Time was, actual skating – the “putting in work” popularized by labor movement mavens Rob & Big – won you absolutely no career points in the pro skateboarding game, and keeping a low profile was an art best cultivated in darkened Los Angeles clubs or the occasional “rave party” (as the kids called them back then). The advent of the video age, coinciding with cash money once again pouring into skating, changed that, with the likes of Brad Staba (who’s successfully kept work-putting-in at bay for most of the last decade) bemoaning the unending pursuit of footage back in “Modus.” The distressing humanity of a Super 8 tour in the “Final Flare” documentary is enough to make me feel for the Carrolls and Howards and maybe even Marianos (who more or less perfected profiling-as-career) who are old enough to remember a time when every day wasn’t spent feverishly filming, and YouTube hadn’t yet reduced the shelf life of video parts to a matter of weeks.

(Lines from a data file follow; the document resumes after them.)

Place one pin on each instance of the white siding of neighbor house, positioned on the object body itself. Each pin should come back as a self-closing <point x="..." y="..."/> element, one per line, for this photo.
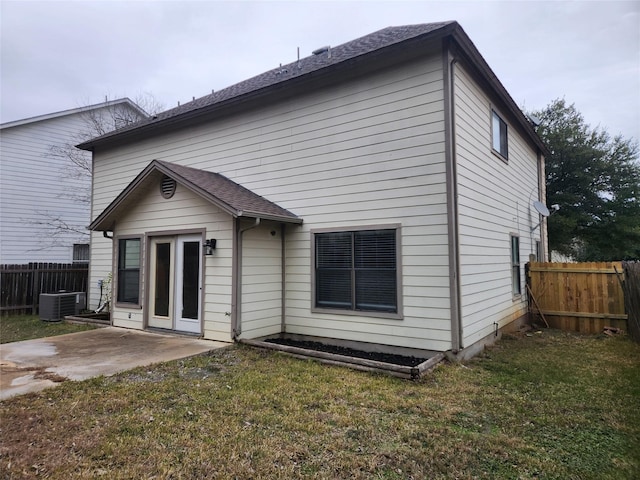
<point x="35" y="185"/>
<point x="494" y="201"/>
<point x="184" y="211"/>
<point x="369" y="151"/>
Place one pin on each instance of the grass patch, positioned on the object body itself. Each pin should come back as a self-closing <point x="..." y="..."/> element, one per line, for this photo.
<point x="26" y="327"/>
<point x="552" y="406"/>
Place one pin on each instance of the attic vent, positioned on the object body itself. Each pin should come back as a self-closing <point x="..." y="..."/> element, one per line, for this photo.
<point x="167" y="187"/>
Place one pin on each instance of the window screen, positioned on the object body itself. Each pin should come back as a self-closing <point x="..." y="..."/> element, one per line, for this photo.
<point x="357" y="270"/>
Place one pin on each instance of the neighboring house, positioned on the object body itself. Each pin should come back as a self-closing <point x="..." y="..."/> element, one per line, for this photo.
<point x="40" y="189"/>
<point x="378" y="192"/>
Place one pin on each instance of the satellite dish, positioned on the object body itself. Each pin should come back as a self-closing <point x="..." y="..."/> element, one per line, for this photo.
<point x="541" y="208"/>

But here we are. Kellen James is one of these young Turks with the energy and know-how to film a six minute part of ridiculously hard tricks (switch f/s bluntslide, switch f/s smith grind, cabellerial b/s tailslide bigspin etc etc), and also confident enough the skating will hold people’s interest that he sets it all to a kind of tuneless Jay-Z mash-up. With everybody from Stefan Janoski to Jimmy Cao turning in multi-song parts maybe this is what you need to do to get peoples’ attention, but it helps that James has the firepower of a Sean Malto and a powerful beard to boot. To seal the deal, why not pump out another few minutes of tricks. Hardest working dude this year for sure, if you count skating for Peter Smolik as working and not some sort of bizarre daily pleasure cruise.

9. Andrew Brophy, “Déjà Vu”

December 23, 2008

Big-bounding Ozzian Andrew Brophy may be Cliche’s Reese Forbes in the making, mostly because of how everybody focuses on his gargantuan ollies (going up the stairs at South Bank probably relegated the set to lines only forevermore) while less attention is paid to his clean semi-tech skating, at least before he goes on to lose most of his non-ollie tricks and wear pajama-bottom shorts as he skates to 50 Cent around Europe. Including the Dan Magee-helmed “Déjà Vu” remix part here might be cheating, constructed as it is of rehashed footage and a ringer Prince beat, if it weren’t my list, page, life, Bon Jovi CD, et cetera. I like the 360 flip over the bench.